A Classic Hard-Boiled Novel from Elliott Chaze

Reviewed by James L. Thane
Four out of five stars

Black Wings Has My Angel was originally published in 1953 as a Gold Medal mass-market paperback, one of the hundreds of pulpish novels aimed at male readers that filled paperback book racks in drugstores and other such places all over the country in the Fifties. For whatever reason, though, and unlike so many of the other of these books that can still be found in used bookstores, this one has become extremely scarce, which is a tragedy because it's a classic of the hard-boiled school. Kudos, then, to the folks at Stark House who have reprinted the book in a new edition, along with One Is a Lonely Number, by Bruce Elliott.

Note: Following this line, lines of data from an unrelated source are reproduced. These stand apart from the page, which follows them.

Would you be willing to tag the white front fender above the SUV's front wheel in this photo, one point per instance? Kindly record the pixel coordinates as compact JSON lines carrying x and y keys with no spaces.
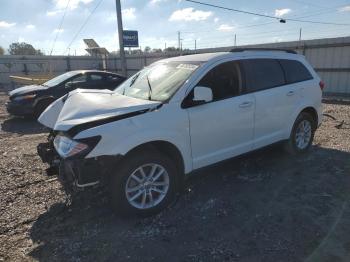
{"x":166,"y":124}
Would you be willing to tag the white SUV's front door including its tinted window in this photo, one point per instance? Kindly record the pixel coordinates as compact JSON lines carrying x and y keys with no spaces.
{"x":222,"y":128}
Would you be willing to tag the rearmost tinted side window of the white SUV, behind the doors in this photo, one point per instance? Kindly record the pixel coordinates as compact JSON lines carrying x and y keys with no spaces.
{"x":295,"y":71}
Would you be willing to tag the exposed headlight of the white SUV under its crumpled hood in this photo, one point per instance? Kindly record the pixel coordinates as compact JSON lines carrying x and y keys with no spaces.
{"x":68,"y":147}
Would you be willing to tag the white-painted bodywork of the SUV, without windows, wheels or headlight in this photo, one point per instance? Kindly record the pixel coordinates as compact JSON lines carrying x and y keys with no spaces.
{"x":203,"y":134}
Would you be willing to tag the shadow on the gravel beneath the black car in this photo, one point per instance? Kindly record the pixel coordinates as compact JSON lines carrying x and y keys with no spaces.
{"x":23,"y":126}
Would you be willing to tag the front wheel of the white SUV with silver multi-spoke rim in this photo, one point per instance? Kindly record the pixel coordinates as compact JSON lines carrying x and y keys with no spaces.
{"x":145,"y":184}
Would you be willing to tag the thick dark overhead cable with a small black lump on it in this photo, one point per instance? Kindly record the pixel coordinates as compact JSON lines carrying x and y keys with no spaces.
{"x":282,"y":20}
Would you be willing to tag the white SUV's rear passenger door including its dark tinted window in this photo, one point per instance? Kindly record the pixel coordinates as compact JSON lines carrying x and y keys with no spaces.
{"x":275,"y":100}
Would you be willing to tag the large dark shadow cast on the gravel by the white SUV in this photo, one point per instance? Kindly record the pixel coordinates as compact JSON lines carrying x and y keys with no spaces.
{"x":263,"y":206}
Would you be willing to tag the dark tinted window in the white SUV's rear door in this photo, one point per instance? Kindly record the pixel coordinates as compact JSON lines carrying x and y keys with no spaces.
{"x":263,"y":74}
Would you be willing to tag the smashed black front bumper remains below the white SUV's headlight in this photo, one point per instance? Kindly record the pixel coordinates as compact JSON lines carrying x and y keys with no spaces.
{"x":76,"y":173}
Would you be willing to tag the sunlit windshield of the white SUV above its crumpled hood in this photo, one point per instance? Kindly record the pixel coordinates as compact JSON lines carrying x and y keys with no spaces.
{"x":157,"y":82}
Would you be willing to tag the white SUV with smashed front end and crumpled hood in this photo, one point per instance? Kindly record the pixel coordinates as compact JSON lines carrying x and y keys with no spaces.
{"x":178,"y":115}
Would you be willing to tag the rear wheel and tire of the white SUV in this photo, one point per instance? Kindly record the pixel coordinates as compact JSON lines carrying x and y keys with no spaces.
{"x":302,"y":134}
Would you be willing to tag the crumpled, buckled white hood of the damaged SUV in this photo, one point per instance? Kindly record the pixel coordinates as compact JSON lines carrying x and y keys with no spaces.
{"x":83,"y":106}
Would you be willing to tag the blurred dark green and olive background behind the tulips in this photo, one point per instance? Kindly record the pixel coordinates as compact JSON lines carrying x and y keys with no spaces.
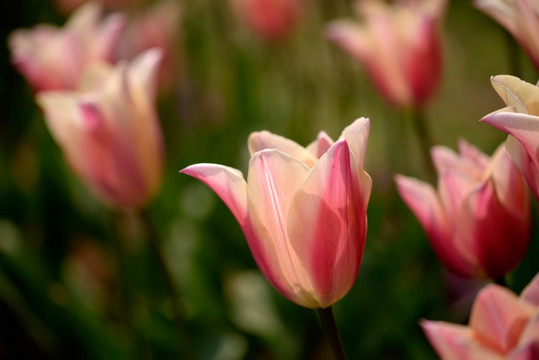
{"x":80,"y":281}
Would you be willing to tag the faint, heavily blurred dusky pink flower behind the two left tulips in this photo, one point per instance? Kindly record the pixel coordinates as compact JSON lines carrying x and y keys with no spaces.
{"x":157,"y":27}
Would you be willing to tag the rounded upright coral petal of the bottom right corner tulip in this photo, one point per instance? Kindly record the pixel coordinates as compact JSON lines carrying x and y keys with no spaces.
{"x":498,"y":318}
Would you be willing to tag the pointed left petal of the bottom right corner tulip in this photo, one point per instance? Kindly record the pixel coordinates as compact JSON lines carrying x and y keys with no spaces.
{"x":455,"y":342}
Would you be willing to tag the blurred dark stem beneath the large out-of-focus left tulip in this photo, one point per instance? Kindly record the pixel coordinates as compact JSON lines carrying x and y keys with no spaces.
{"x":177,"y":312}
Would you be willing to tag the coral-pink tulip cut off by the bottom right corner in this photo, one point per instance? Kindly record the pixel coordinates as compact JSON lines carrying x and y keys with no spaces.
{"x":502,"y":327}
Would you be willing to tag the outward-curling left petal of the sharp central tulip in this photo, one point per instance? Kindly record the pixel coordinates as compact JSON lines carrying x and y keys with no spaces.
{"x":227,"y":183}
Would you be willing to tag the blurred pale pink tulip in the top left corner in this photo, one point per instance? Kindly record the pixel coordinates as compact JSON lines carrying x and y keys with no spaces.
{"x":54,"y":59}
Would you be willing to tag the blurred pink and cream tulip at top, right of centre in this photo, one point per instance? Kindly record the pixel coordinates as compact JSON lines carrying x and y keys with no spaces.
{"x":400,"y":46}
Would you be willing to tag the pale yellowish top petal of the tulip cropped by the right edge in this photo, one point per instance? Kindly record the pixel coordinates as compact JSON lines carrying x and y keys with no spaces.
{"x":517,"y":93}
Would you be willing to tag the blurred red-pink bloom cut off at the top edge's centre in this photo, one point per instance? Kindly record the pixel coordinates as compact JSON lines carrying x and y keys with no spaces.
{"x":271,"y":19}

The story is narrated by a man who’s initially calling himself Tim Sunblade. We quickly learn that Tim has recently broken out of prison and that he has a plan to pull off a crime that will leave him on easy street for the rest of his life. In a fleabag motel, he sends out for a ten-dollar hooker. The woman who arrives with the bellboy calls herself Virginia and appears to be much too beautiful and skilled at her trade to be working this low-rent circuit.

Sunblade is entranced by the woman and so takes her along when he hits the road. He tells himself that he will dump her before too long, but he never gets around to doing so. She’s gotten under his skin and in a novel like this, we know that's going to mean a whole lot of trouble not too far down the road. "I wanted Virginia," he says. "She was a creature of moonlight, crazy as moonlight, all upthrusting radiance and hard silver dimples and hollows, built for one thing and only one thing and perfectly for that."

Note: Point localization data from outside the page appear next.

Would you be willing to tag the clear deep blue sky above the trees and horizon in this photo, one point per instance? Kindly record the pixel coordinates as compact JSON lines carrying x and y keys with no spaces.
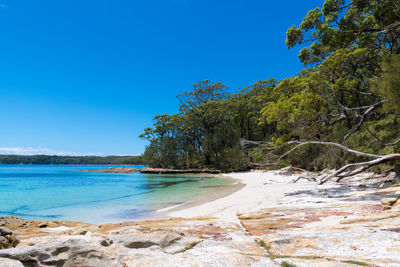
{"x":85,"y":76}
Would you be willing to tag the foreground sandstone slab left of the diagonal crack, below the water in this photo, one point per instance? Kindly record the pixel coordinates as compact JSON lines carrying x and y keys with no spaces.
{"x":187,"y":242}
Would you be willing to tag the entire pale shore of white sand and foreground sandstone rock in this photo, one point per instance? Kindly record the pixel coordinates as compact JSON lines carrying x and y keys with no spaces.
{"x":268,"y":220}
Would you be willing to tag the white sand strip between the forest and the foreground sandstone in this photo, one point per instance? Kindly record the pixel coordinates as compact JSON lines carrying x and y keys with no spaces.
{"x":269,"y":189}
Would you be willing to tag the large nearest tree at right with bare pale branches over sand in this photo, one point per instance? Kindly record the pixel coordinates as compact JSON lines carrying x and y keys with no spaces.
{"x":352,"y":48}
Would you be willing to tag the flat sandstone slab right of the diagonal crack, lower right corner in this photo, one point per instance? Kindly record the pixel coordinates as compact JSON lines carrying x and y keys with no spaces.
{"x":347,"y":231}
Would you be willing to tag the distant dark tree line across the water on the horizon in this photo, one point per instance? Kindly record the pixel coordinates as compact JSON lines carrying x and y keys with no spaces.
{"x":85,"y":160}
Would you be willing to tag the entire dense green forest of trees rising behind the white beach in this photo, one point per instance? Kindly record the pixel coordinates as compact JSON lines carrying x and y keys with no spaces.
{"x":348,"y":94}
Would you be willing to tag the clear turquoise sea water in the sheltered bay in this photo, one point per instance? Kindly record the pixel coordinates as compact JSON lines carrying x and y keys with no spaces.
{"x":60,"y":192}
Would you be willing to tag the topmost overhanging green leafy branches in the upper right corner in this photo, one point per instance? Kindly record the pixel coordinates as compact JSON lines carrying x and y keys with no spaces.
{"x":340,"y":24}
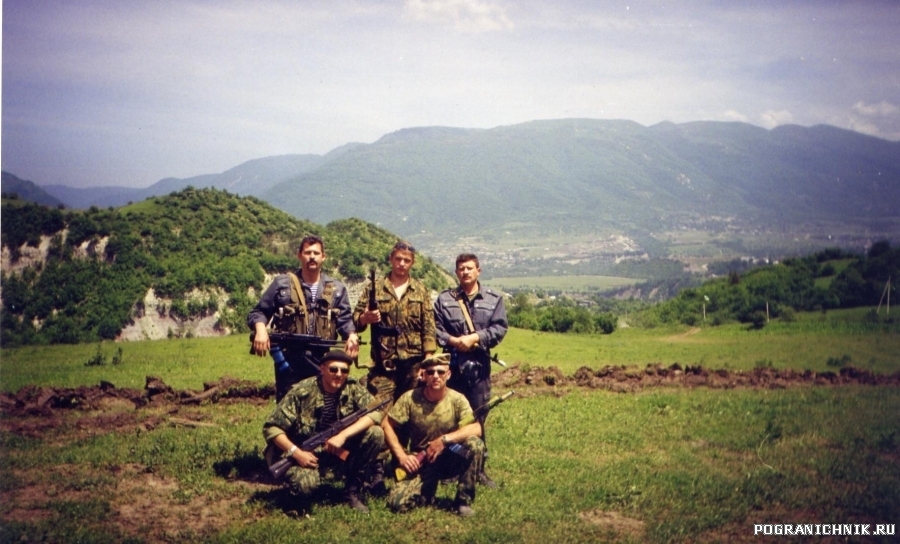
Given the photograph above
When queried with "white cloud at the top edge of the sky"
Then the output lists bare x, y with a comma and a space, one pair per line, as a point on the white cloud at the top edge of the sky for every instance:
465, 15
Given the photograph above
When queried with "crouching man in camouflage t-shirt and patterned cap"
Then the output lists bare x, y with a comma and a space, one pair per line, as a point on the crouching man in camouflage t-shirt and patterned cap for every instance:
431, 416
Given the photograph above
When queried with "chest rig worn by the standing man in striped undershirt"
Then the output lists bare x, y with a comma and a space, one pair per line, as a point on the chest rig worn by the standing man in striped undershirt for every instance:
318, 320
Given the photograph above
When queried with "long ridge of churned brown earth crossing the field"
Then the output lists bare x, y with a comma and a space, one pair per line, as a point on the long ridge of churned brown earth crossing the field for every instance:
47, 401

Virginia has secrets of her own and in a relationship like this, neither party can afford to trust the other very far. It’s bound to be a rocky ride, and more than a little bit dangerous, but Tim ultimately concludes that Virginia is just the partner he needs for the big job he intends to pull off.

Through the early part of the book, we watch the two travel cross country and make the necessary preparations for the crime they intend to commit. In the interim, they see a lot of the country, vividly described by Chaze, and they also have a lot of fairly rough sex, which is also fairly vividly described, at least for 1953.

In many respects, of course, this is a fairly familiar story, but in the hands of Elliott Chaze, it rises to something extraordinary. The writing is visceral and cuts close to the bone. As my friend, William Johnson, has suggested, this is a book that you feel rather than simply read.

My only reservation has to do with the crime itself. Without giving anything away, there's a development that took me out of the story just enough to make me give this four stars rather than five. But still, it's an excellent read and one that any fan of classic crime fiction should race out and discover for him or herself.